I wanted a CMS that wouldn't get in my way. No database to manage, no backend to spin up, no vendor lock-in on my content. Sanity gives you a hosted content lake and a fully customizable Studio that you can embed directly in your Next.js app at /studio. It felt like the right call for a portfolio that needs to look sharp but doesn't need to scale to millions of users.
The Setup (the easy part)
The official next-sanity integration is genuinely good. Install a few packages, configure a client, define your schema, and you're querying content in about 20 minutes:
npm install next-sanity @sanity/image-url sanity @portabletext/reactThe Sanity client setup is minimal:
import { createClient } from 'next-sanity'
export const client = createClient({
projectId: process.env.NEXT_PUBLIC_SANITY_PROJECT_ID,
dataset: process.env.NEXT_PUBLIC_SANITY_DATASET,
apiVersion: process.env.NEXT_PUBLIC_SANITY_API_VERSION,
useCdn: true,
})So far so good. Then I deployed.
Gotcha #1: Env Vars Scope on Vercel
This one got me. I added the three Sanity env vars to Vercel but only set them for the Production environment. The build still failed.
Why? Vercel runs your build in a context that respects environment scope. If your vars are only in Production, a preview build — or even a fresh production deploy triggered by the CLI — might not pick them up correctly depending on how the deploy was initiated.
The fix: go to your Vercel project settings, find each env var, and make sure it's checked for Production, Preview, and Development. All three. Every time.
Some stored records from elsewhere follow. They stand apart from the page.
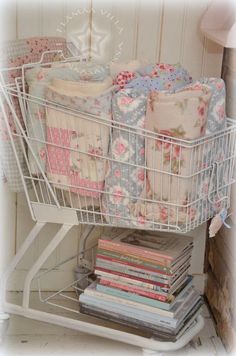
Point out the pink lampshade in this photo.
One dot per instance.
(219, 23)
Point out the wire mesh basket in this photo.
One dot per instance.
(73, 163)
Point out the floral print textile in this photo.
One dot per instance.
(78, 164)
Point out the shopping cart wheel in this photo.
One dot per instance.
(4, 322)
(147, 352)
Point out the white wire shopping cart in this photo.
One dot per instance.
(72, 200)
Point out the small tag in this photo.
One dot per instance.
(217, 222)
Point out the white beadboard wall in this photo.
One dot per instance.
(154, 31)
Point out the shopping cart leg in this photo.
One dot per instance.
(40, 261)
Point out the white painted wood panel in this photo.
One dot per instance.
(29, 17)
(8, 18)
(162, 30)
(7, 198)
(125, 31)
(150, 17)
(7, 225)
(172, 35)
(53, 13)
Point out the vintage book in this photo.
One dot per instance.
(148, 292)
(164, 249)
(102, 261)
(126, 294)
(160, 321)
(100, 291)
(133, 291)
(159, 286)
(151, 329)
(141, 283)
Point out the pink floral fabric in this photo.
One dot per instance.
(77, 147)
(15, 54)
(180, 115)
(123, 78)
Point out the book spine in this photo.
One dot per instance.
(132, 271)
(133, 249)
(133, 289)
(133, 259)
(139, 266)
(127, 310)
(131, 281)
(124, 302)
(134, 298)
(158, 286)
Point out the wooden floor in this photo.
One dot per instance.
(30, 337)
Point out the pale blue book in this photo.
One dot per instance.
(142, 299)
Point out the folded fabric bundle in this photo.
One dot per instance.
(170, 77)
(216, 118)
(125, 171)
(216, 150)
(124, 78)
(179, 115)
(14, 54)
(90, 71)
(130, 66)
(76, 146)
(38, 78)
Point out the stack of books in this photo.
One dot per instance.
(143, 282)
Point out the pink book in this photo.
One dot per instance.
(166, 287)
(158, 248)
(126, 263)
(133, 289)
Gotcha #2: moduleResolution Has to Be 'bundler'
next-sanity uses subpath exports extensively (imports like next-sanity/studio). With TypeScript's default moduleResolution set to node, those imports fail to resolve.
In tsconfig.json:
{
"compilerOptions": {
"moduleResolution": "bundler"
}
}One line change. But if you miss it, you'll get cryptic module resolution errors and spend 20 minutes staring at the wrong file.
Gotcha #3: The Node Version Trap
The sanity package requires Node >= 20.19. Vercel's default at the time was 20.x — but a lower patch version. The build failed silently in a way that looked like an env var issue, not a Node issue.
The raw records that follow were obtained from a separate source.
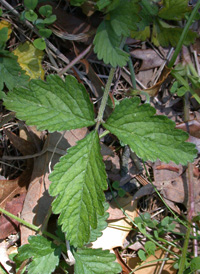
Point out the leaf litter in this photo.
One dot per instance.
(170, 180)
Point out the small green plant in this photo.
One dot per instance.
(187, 80)
(79, 179)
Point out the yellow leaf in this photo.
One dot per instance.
(117, 231)
(30, 60)
(6, 24)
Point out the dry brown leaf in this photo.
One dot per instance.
(116, 232)
(174, 186)
(150, 59)
(9, 226)
(194, 127)
(74, 28)
(153, 91)
(153, 268)
(125, 268)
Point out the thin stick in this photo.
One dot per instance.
(76, 60)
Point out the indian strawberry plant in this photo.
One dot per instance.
(79, 179)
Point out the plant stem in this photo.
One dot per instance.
(183, 35)
(130, 64)
(104, 98)
(184, 251)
I bumped the project to Node 22.x via Vercel's project settings API. But then I made another mistake: I added nodeVersion to vercel.json.
{
"nodeVersion": "22.x" // ❌ this is not a valid vercel.json key
}Vercel rejected the deploy with "should NOT have additional property nodeVersion". The correct approach is to set it in the Vercel dashboard under Project Settings → General → Node.js Version. Not in vercel.json.
Gotcha #4: The /studio Route Needs to Be Dynamic
The Sanity Studio is a fully client-side React app. You can't statically render it. The route needs to be marked dynamic:
// src/app/studio/[[...tool]]/page.tsx
export const dynamic = 'force-dynamic'
import { NextStudio } from 'next-sanity/studio'
import config from '../../../../sanity.config'
export default function StudioPage() {
return <NextStudio config={config} />
}Miss this and you'll get a build error about not being able to statically export a page that uses browser APIs.
What Actually Works Well
Once past the setup friction, the DX is excellent:
• GROQ is a pleasure to write. Querying nested references, filtering by tags, projecting only the fields you need — it's expressive in a way SQL isn't.
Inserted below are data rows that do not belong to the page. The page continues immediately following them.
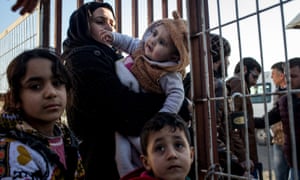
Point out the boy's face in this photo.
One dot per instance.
(169, 154)
(43, 96)
(295, 77)
(159, 45)
(277, 76)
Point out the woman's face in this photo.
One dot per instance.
(102, 18)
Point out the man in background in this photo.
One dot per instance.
(281, 167)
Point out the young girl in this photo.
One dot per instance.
(34, 143)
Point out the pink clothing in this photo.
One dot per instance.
(57, 145)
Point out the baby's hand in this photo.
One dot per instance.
(105, 36)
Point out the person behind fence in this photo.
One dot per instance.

• @portabletext/react handles rich text beautifully. Drop in a components prop to customize how each block type renders.
• The embedded Studio at /studio means your client (or you) can write and publish without leaving the site.
• ISR (Incremental Static Regeneration) with a short revalidate window means the blog is fast and stays fresh without manual redeploys.
The Final Architecture
/blog → static page, ISR 60s revalidate
/blog/[slug] → SSG via generateStaticParams
/studio/[[...tool]] → dynamic, Sanity StudioWould I Do It Again?
Yes. Sanity is genuinely good for this use case. The GROQ query language is worth learning, the hosted content lake removes ops burden, and the Studio is flexible enough that you can build exactly the editing experience you want.
The gotchas I hit were all configuration-level — nothing architectural. Once you know them, setup is under an hour. Now you know them.